Chantell made a referral to Mountain States Tumor Institute (MSTI) at St. Luke's in Boise.   The next morning - the day before Thanksgiving,- I got a call from MSTI, setting up an appointment for Friday - the day after Thankgsgiving.  My daughter Sarah has been at every appointment, asks wise questions and is a great advocate when needed.


That Friday, we met the Jennifer, (Nurse Practioner at MSTI).  Sarah asked her for a prognostic time frame.  Jennifer explained that 1) this will take my life and 2) some people who come in at this stage live 4-6 months, others last longer, everyone is different.  She also clarified that most people at this stage are usually pretty sick,  and since I'm not, it makes it even more difficult to make any kind of guess.   She made a referral for a lung biopsy, sent me over to medical imaging to get my radiology mask made and made a referral to start radiation on Monday.  

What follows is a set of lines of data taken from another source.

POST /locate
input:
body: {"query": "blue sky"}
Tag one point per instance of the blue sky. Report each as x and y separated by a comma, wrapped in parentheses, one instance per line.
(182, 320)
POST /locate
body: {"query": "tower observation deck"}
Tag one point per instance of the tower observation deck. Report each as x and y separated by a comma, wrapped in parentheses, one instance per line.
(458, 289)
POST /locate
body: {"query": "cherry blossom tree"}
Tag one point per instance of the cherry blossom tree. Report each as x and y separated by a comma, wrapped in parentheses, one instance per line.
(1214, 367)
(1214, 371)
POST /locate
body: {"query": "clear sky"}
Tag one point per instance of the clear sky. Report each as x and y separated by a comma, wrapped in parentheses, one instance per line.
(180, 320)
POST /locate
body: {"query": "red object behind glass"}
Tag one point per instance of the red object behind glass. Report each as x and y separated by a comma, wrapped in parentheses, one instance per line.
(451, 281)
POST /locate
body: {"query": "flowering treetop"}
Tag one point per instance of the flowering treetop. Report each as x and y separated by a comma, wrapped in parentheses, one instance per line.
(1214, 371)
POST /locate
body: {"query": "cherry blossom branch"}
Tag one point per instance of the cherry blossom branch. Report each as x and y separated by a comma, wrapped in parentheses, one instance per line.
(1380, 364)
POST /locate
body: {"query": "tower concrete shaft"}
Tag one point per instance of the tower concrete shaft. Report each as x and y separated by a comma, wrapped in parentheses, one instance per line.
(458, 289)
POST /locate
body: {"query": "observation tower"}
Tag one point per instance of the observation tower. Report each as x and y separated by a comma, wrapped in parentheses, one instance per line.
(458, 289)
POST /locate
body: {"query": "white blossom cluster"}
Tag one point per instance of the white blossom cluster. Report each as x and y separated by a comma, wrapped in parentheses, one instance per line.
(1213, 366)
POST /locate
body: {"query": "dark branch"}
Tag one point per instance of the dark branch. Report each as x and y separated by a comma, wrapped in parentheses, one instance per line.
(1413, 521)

Saturday I had the MRI of my head done in McCall.  They super-imposed these images on my mask and mark the mask instead of tattooing my head.  This means the radiation is very focused on unhealthy stuff.  The drugs used to treat this cancer don't cross the blood-brain barrier, so radiation is the treatment of choice for the brain mets.  


I've also had a CT scan of my abdomen and pelvis - no cancer found there.  Radiation is 1 x daily  Monday-Friday for two weeks.  I am at the 1/2 complete  point in that arena.

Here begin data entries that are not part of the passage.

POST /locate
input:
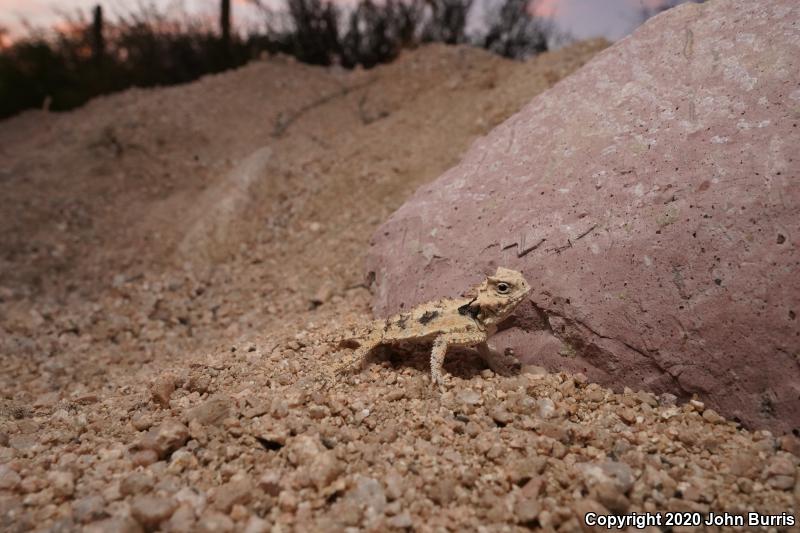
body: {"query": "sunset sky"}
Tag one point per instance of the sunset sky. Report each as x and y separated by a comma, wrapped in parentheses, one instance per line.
(582, 18)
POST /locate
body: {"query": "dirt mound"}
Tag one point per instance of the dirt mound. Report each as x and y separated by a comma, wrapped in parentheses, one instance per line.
(174, 264)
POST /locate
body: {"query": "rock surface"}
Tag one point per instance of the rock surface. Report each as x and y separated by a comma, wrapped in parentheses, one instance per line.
(651, 199)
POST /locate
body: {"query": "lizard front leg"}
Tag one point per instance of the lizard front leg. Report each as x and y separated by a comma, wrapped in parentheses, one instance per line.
(360, 356)
(442, 343)
(498, 362)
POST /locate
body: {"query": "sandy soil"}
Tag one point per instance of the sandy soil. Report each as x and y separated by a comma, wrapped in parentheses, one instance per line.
(176, 266)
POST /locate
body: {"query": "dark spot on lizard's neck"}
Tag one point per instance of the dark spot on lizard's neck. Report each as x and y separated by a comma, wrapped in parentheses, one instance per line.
(428, 316)
(471, 311)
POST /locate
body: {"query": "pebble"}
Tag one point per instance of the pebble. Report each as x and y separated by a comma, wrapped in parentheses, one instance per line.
(63, 483)
(115, 525)
(9, 479)
(89, 509)
(151, 510)
(211, 412)
(165, 438)
(214, 522)
(162, 390)
(232, 493)
(136, 483)
(257, 525)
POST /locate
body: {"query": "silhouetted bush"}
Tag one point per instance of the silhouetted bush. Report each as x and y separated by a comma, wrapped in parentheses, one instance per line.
(63, 68)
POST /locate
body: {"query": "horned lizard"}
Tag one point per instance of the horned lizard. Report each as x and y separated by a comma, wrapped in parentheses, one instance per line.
(448, 322)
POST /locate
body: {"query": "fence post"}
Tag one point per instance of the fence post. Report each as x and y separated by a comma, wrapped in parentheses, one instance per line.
(225, 27)
(98, 42)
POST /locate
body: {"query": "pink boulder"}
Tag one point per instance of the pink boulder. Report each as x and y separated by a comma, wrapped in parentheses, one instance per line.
(652, 200)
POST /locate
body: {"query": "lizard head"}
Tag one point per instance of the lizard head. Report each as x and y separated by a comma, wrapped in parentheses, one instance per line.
(498, 295)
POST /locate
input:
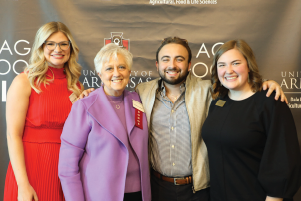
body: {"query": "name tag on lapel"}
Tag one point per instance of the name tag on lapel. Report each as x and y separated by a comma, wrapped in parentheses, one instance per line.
(72, 98)
(138, 118)
(220, 103)
(138, 105)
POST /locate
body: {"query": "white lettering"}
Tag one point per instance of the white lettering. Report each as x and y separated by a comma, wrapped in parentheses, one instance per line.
(293, 82)
(3, 91)
(2, 48)
(9, 67)
(205, 51)
(200, 63)
(95, 82)
(85, 74)
(17, 62)
(86, 82)
(15, 47)
(212, 50)
(283, 83)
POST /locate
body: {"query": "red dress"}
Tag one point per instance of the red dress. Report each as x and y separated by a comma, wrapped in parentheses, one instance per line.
(46, 115)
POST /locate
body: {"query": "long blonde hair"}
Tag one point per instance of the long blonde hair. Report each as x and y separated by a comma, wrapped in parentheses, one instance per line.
(38, 66)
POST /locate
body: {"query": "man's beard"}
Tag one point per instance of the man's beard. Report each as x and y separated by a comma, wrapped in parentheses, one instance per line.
(180, 79)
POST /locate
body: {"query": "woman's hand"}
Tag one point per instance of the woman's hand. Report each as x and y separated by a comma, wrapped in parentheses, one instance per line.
(26, 193)
(85, 93)
(274, 86)
(16, 109)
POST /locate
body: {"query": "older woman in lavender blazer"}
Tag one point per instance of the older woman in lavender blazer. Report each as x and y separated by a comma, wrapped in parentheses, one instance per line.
(104, 152)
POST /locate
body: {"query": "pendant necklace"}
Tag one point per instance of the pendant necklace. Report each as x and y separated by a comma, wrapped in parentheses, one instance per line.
(174, 97)
(117, 104)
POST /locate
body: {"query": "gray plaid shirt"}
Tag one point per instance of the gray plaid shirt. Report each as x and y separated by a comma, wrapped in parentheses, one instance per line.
(170, 135)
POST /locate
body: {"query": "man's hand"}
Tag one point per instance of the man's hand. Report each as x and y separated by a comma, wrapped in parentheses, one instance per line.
(274, 86)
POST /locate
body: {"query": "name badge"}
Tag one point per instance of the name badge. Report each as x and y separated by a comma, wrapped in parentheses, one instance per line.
(138, 118)
(220, 103)
(138, 105)
(72, 98)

The lung biopsy was done on Thursday.  From that tissue  harvested, they will be able  to determine what kind of cancer I have -  2 major categories. Small cell and non-small cell.  The non-small cell are slower growing.  There are other kinds within each of the broader categories.  Preliminary results look like I have non-small cell lung cancer and probably adenocarcinom.  

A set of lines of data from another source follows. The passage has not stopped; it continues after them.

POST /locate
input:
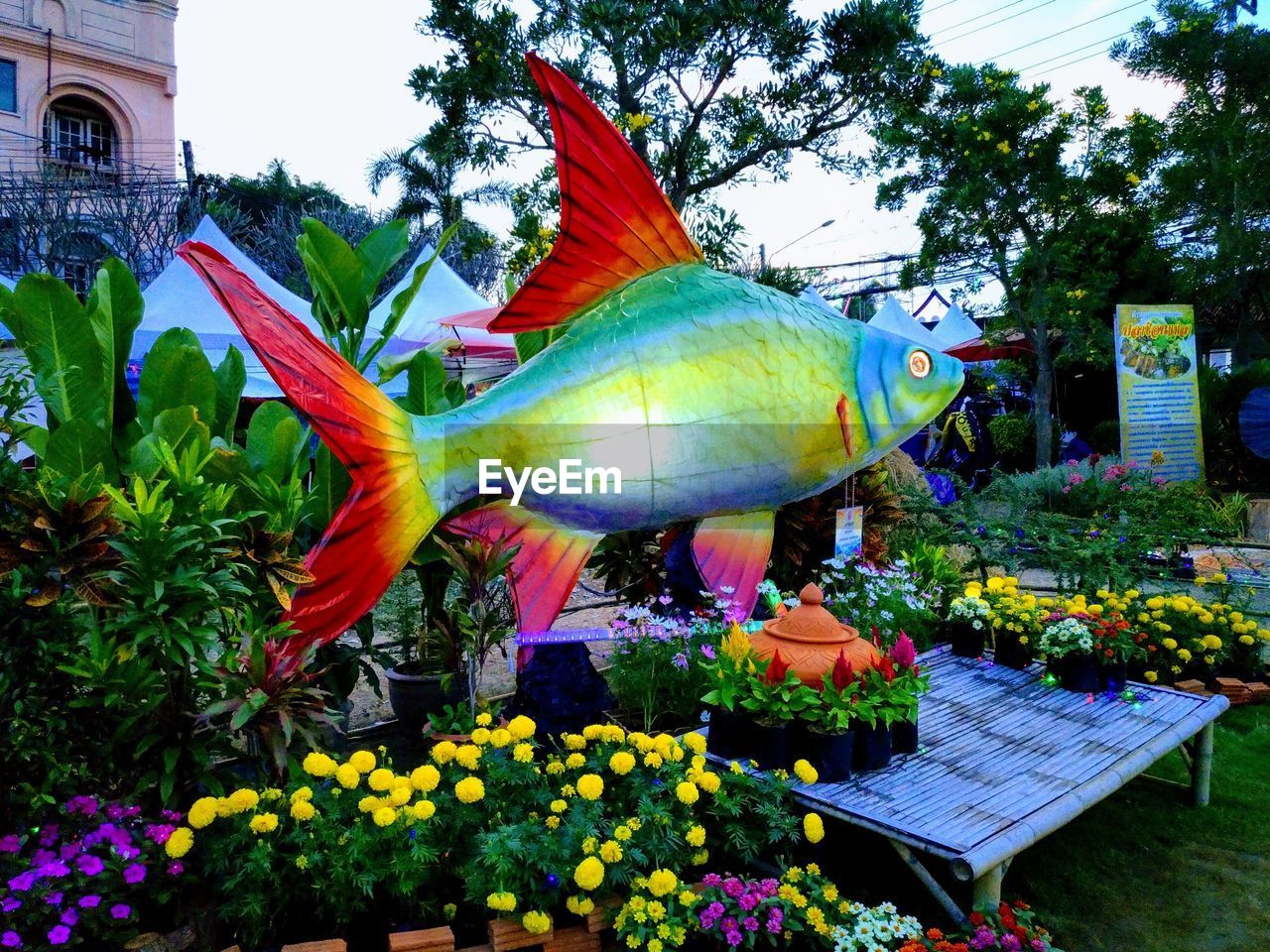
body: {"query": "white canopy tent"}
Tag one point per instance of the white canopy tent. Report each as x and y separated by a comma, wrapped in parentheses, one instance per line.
(443, 295)
(894, 318)
(955, 329)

They will also do some genomic testing on the harvested tissue from my lungs.  In about 10% of the people diagnosed with what I have,  there is a specific gene combination for which they have developed a "designer drug" - targeted treatment that kills  only  those cancer cells.  Treatment is taking pills at home!   Recently approved for treatment for this type of lung cancer, is also immunotherapy - one infusion about every  three weeks which is designed to ramp up my own immune system to kill the cancer cells.  And then, down the road, there is chemotherapy - which is indescriminate about what cells in the body it kills, hence hair loss,vomited and nausea, etc..


I am grateful to those who have gone down this path before me and the research and treatments that have been done to move treatment forward.  I hope to also be part of this exploration process.


Bottom line - I am in great health, but I have Stage 4 lung cancer which has metastasized to my brain and lymph system.   There is no cure, but there are very effective treatments used to treat/ kill the cancerous cells.  If we can keep the tumors from growing and maybe shrink them, treatment is working.   This will be, most likely, what takes my life - but I could get hit by a bus tomorrow!   I feel fine  - a few side effects from radiation.  I see manageable treatment options to help me maintain and continue living a quality of life.   I am approaching this as just another bump in the road - I'm going to continue to laugh and have fun, helping others and building strong supportive communities.  Life is good and I'm choosing to live mine with a hop in my step and a grin on my face!